Durangoan, U.S. place 2nd at BMW Motorrad International

Tom Thompson set out to test his off-road riding skills as part of the U.S. team for the BMW Motorrad International GS Trophy challenge in Mongolia. He was tested and rewarded, as the Durangoan and the American team came home with a second-place finish.

Thompson, 56, teamed with David Vaughan of Florida and Matt Kelley of Ohio for the race that spanned about 1,500 miles over eight days of riding through different courses and terrain outside the Mongolian capital of Ulaanbaatar.

“We covered a lot of ground,” Thompson said. “Part of it reminded me of South Park and Arizona. It was kind of weird. There were big grassy hills and huge valleys that took a good hour to ride through. Then you get to a little ridge and drop into another huge valley. Just valley after valley after valley. It was really cool.

“The thing that stood out to me the most was the roads. You can ride anywhere you want in Mongolia. There are paved highways, and there would be like six two-track roads to the side of it. Each one was older and older. They’ve probably been using these same routes for hundreds of years and each time one got too eroded they would just move over and make another one.”

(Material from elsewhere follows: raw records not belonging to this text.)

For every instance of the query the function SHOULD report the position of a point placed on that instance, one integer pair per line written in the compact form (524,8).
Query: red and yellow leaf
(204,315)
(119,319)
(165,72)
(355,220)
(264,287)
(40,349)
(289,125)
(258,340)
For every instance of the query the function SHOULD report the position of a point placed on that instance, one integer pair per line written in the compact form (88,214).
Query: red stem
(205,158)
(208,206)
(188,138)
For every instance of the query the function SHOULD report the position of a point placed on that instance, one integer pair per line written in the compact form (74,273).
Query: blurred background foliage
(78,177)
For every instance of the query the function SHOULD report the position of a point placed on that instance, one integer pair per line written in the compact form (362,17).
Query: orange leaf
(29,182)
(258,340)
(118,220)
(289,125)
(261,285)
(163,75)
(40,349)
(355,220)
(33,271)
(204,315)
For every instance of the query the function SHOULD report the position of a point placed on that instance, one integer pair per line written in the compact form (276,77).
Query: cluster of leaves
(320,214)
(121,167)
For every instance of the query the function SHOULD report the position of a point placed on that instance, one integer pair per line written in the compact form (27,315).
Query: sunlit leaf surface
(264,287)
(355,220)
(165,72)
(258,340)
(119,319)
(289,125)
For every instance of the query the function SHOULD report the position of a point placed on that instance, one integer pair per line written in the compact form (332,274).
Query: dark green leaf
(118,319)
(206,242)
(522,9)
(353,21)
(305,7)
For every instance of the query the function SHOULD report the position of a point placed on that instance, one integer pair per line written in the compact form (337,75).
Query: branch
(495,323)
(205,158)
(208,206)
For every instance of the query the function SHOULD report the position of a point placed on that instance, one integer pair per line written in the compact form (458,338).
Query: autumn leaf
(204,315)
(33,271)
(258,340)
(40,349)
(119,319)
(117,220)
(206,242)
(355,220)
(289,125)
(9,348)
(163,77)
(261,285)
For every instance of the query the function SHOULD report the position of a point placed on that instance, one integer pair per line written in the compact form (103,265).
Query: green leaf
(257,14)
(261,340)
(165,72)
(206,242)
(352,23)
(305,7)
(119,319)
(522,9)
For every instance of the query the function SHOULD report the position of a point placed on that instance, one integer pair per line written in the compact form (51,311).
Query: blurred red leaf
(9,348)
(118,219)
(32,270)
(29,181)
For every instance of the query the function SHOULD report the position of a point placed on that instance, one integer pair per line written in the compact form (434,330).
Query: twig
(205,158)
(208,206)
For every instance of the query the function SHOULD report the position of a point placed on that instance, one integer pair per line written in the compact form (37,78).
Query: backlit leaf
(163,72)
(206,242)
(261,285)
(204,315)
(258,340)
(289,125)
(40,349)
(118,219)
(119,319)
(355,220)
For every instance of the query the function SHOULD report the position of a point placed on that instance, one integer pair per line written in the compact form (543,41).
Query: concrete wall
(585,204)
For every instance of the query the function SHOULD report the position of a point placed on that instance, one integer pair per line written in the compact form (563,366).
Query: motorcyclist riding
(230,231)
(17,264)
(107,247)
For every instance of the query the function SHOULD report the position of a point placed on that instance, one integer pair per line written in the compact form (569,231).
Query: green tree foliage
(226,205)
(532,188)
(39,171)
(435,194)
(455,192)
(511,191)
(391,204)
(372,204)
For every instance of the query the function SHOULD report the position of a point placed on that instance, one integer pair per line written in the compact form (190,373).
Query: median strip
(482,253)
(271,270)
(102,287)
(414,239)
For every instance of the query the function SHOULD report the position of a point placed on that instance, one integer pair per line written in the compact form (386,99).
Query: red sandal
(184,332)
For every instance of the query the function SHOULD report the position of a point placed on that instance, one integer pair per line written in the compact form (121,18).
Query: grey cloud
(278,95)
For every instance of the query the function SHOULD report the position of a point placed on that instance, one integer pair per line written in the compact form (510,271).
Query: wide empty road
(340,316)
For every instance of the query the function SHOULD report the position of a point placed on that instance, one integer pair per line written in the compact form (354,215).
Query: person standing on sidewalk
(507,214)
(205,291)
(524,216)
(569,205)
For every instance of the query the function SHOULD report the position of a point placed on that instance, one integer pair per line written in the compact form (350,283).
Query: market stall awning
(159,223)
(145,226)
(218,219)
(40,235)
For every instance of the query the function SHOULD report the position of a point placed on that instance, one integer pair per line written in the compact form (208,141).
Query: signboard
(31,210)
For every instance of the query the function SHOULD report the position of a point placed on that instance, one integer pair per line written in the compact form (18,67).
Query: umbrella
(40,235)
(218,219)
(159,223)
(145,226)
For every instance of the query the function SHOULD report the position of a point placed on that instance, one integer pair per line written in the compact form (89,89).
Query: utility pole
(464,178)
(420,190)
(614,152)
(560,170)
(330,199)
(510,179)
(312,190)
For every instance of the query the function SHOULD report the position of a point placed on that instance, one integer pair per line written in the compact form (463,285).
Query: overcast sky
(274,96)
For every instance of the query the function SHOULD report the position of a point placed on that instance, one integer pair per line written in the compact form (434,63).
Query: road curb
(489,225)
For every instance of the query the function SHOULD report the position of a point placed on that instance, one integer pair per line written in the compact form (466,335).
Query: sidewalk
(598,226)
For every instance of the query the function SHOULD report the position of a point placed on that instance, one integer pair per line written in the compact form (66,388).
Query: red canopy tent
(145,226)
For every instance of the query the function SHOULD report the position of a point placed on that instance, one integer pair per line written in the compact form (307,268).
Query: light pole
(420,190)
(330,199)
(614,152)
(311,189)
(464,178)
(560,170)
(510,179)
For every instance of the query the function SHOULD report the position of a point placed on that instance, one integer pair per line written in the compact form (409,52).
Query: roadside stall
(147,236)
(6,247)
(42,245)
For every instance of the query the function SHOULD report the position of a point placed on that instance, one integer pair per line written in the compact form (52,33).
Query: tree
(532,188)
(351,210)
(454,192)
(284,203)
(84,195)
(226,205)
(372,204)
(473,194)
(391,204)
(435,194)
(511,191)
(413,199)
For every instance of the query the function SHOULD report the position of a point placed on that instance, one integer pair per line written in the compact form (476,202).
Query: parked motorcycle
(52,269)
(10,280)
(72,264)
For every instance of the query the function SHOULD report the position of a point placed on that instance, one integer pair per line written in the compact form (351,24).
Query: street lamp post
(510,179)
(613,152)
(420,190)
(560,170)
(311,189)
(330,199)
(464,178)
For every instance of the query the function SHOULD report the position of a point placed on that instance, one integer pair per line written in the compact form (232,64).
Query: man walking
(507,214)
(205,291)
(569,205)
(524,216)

The American team finished with 286 points for their first podium finish since the contest began in 2008. South Africa was crowned champions for the second year in a row with 338 points. France was third, two points behind the U.S.

Teams averaged about 200 miles of riding each day, with different courses set up during the long hauls that challenged their riding.

At the designated courses, riders were timed for how quickly they completed the course and were penalized for touching a foot on the ground. Because of the penalties, riders focused on getting through the course cleanly instead of quickly.

Challenges that also counted toward the team score included timed competitions that tested bike maintenance and repairs, setting up camp, navigation and traditional Mongolian archery.

Eighteen teams form every continent but Antarctica competed, which gave Thompson and the Americans a look into motorcycling on a multicultural level. Thompson said riders communicated with one another in English, since one person on each team served as a translator.

But in rural Mongolia outside of Ulaanbaatar, interactions with the locals didn’t come with a translator.

“We’d stop at a little village and a gas station, and there would be 100 bikes filling up, and all the little kids would come around and want to sit on the bikes,” Thompson said. “Some (locals) would come up on little one-cylinder bikes they use for herding. They would walk up to our bikes and point to our two-cylinder bikes; I don’t know that they’ve ever seen bikes like ours.

“It was interesting trying to talk to them. You couldn’t really talk to them, but point at different things on the bike, then go over to their bike and point at it to get the point across.”

Mongolia is one of the least densely populated nations in the world at about 4.5 people per square mile, and some of the population is nomadic. Thompson said he and other riders often saw yurts – called “gers” in Mongolia – loaded onto the back of a truck and moved to a new location as people herded goats, sheep, camels or horses.

“We would go into little villages, and it was kind of funny that out in the open you’d see a yurt and there were never any fences; you’d ride for four hours and never see a fence. And when you’d get into a village, everybody had a 6-foot wooden fence around their house,” Thompson said. “In the villages, everybody was territorial, but out in the open they weren’t at all.”

Thompson won’t soon forget the people or experience. It’s an experience he’d surely like to have again, but the event does not allow for riders to compete multiple times.

The only way Thompson could return for the event would be as a marshal, which requires being a certified BMW riding instructor and a sponsorship by a local BMW dealership. The only way to become certified is through a course in Germany, which cost about $4,000.

“That’s something that’s in the back of my head,” he said. “It was the ride of a lifetime for sure.”